02/11/2020 5:00 am EST

Focus: REITS

Stephen Mauzy

Income-Investing Specialist, Wyatt Investment Research

Tanger Factory Outlet Centers (STK) is the largest owner of outlet centers in the United States and Canada; its portfolio consists of 36 outlet centers that comprise 2,600 stores representing approximately 400 store brands, observes Stephen Mauzy, contributing editor to Personal Wealth Advisor.

Tanger is formed as a real estate investment trust, which promotes dividend payments. Most REITs lease space and collect rent on the buildings they own. The income generated, in turn, is paid to shareholders as dividends. REITs must pay at least 90% of their taxable income to shareholders.

Tanger is lumped into the wallflower mall-REIT category. The segment has lost favor with investors over the past year, and for good reason. Many malls are anchored by tenants whose business outlook is precarious at best. Tanger is considered a mall REIT, but mall REITs are hardly photocopies of each other.

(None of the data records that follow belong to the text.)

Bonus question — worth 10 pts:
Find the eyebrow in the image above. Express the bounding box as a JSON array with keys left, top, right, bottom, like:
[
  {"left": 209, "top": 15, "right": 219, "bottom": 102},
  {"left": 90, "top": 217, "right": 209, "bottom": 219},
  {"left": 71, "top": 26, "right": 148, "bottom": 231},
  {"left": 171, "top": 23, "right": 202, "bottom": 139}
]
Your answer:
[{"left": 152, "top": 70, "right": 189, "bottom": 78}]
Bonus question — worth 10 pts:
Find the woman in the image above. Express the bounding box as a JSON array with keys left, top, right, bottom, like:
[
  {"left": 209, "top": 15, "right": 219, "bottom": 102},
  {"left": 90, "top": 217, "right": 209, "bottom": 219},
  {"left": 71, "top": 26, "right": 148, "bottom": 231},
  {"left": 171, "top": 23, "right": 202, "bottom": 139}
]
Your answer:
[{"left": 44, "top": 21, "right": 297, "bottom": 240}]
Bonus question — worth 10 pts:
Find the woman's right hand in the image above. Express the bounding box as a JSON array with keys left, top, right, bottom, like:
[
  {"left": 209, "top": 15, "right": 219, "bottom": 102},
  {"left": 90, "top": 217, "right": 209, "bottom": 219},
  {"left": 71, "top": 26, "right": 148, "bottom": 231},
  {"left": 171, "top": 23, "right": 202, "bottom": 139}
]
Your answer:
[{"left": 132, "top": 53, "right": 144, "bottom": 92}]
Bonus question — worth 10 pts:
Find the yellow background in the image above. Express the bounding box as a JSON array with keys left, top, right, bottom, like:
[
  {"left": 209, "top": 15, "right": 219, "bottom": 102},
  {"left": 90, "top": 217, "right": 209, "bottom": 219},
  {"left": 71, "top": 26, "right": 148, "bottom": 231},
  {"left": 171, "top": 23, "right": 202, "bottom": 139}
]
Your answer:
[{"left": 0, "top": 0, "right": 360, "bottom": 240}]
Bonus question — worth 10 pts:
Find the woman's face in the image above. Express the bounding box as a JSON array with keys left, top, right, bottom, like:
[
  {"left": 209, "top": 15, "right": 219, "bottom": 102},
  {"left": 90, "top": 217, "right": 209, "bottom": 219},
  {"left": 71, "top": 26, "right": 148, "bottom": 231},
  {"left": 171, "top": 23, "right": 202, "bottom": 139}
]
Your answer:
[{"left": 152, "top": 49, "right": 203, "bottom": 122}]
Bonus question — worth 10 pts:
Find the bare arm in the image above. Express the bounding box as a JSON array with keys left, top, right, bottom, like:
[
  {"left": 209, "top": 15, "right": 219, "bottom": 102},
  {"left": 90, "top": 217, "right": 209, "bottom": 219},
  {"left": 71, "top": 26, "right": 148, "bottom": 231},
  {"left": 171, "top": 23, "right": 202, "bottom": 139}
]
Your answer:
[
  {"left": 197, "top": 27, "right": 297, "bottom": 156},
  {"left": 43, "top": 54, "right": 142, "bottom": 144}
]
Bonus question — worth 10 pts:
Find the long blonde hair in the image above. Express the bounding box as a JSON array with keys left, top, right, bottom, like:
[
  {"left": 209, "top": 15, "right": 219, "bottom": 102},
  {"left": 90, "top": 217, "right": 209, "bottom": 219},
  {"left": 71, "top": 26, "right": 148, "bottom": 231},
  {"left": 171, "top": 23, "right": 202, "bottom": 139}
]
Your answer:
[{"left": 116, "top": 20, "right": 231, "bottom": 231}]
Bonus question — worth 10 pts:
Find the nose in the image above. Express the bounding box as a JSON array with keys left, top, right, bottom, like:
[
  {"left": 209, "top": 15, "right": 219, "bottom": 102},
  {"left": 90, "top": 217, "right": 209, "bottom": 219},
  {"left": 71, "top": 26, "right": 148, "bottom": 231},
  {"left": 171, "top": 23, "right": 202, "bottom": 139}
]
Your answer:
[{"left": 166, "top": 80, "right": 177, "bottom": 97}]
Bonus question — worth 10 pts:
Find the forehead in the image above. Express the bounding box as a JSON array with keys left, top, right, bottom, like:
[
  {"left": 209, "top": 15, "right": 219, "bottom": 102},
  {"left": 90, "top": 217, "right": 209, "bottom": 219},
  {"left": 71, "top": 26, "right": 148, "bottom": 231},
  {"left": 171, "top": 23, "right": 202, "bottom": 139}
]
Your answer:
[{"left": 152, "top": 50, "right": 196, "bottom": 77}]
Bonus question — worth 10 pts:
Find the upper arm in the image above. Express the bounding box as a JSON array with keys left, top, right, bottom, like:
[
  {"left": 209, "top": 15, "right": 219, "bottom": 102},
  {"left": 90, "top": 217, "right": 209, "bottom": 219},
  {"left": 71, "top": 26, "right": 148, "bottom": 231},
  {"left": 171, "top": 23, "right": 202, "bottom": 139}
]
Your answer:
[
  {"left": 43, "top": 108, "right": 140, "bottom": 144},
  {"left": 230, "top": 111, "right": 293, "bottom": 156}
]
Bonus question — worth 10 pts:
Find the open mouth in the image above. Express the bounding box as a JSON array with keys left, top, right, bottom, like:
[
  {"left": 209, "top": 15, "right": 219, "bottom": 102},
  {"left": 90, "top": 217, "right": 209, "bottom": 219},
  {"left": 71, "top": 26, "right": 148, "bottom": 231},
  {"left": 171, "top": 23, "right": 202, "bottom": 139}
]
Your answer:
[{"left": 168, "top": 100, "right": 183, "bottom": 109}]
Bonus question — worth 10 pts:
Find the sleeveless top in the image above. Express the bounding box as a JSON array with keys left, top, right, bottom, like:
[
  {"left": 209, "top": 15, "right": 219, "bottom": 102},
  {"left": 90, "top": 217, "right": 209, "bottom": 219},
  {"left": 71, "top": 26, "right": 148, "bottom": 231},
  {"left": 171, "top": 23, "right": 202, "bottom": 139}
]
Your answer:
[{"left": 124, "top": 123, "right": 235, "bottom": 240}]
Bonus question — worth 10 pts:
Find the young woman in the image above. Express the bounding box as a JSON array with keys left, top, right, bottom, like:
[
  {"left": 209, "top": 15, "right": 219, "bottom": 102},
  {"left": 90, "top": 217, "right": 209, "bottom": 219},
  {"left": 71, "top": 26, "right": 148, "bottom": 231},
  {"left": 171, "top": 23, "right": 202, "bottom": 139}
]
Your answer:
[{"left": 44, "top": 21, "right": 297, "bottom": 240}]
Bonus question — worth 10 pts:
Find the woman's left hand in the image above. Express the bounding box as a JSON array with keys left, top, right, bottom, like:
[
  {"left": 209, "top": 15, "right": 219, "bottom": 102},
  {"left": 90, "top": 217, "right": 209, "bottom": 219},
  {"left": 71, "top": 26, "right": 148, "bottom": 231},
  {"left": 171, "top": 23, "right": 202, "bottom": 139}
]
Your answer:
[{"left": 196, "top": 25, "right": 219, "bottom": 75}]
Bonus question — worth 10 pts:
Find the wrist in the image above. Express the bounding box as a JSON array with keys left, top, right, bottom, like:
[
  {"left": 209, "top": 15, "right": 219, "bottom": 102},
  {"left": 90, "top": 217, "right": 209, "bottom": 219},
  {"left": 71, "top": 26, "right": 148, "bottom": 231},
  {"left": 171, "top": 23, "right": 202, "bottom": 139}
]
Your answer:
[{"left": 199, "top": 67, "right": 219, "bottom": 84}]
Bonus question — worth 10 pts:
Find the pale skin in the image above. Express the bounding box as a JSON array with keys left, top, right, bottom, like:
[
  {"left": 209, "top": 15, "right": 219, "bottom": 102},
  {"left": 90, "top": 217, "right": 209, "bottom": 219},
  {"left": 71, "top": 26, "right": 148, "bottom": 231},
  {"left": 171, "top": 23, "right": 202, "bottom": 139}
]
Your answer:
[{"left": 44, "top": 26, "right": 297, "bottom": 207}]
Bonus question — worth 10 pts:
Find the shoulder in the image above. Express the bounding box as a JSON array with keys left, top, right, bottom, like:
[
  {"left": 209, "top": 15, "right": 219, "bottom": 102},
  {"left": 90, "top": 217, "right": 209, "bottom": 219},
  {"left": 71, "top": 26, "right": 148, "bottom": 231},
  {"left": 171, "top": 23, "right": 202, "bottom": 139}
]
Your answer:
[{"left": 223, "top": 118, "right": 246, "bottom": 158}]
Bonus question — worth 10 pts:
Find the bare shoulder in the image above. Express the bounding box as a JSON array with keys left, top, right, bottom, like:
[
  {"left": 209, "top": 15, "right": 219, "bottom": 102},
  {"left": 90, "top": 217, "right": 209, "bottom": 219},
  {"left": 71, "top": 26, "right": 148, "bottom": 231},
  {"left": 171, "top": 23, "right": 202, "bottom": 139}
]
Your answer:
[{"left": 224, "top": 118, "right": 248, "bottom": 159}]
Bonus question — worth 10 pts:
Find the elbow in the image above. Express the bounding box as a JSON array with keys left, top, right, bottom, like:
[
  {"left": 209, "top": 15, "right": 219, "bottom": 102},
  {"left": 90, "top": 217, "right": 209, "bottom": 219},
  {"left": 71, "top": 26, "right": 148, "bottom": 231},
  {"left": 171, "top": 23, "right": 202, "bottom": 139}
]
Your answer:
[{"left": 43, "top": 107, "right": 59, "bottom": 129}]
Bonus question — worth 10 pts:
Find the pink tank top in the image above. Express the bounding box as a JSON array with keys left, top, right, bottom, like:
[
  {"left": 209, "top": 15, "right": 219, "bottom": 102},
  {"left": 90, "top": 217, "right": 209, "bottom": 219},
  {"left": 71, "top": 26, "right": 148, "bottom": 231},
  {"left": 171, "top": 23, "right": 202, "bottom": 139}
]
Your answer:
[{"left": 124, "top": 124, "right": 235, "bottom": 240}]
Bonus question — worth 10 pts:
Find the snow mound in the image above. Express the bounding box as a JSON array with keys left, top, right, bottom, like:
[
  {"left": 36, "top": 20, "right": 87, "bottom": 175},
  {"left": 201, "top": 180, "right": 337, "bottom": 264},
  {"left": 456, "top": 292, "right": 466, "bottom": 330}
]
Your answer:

Pronounced differences exist. Tanger differs consciously from its mall brethren. It owns outlet centers and only outlet centers. These outlet centers are less costly to build and operate. Its tenant costs are roughly 9.9% lower than those of the enclosed mall REITs.

Unlike many mall REITs, Tanger continues to attract occupants. Thanks to strong leasing program last year, its consolidated portfolio occupancy rate rose to 97.0% for 2019.

Tanger offers 27 years of annual dividend growth. It offers that growth with a 9.3% starting yield.  And like with Altria Group, the record should be maintained well into the future.

The all-important dividend is supported by funds from operations (FFO) — the key cash-flow metric investors vet. Tanger generates plenty of FFO.

Management guided for 2020 FFO per share of $1.96-to-$2.04. The dividend this yield will consume only 70% of projected FFO.  Most mall REIT investors will find that it takes 80% or more of FFO to support the dividend.

Tanger shares trade at 7.5 times the expected FFO for 2019. The long-term average is near 10. While we wait for mean reversion to occur, I recommend hanging your hat on an enviable record of annual dividend growth and a 9.3% starting dividend yield.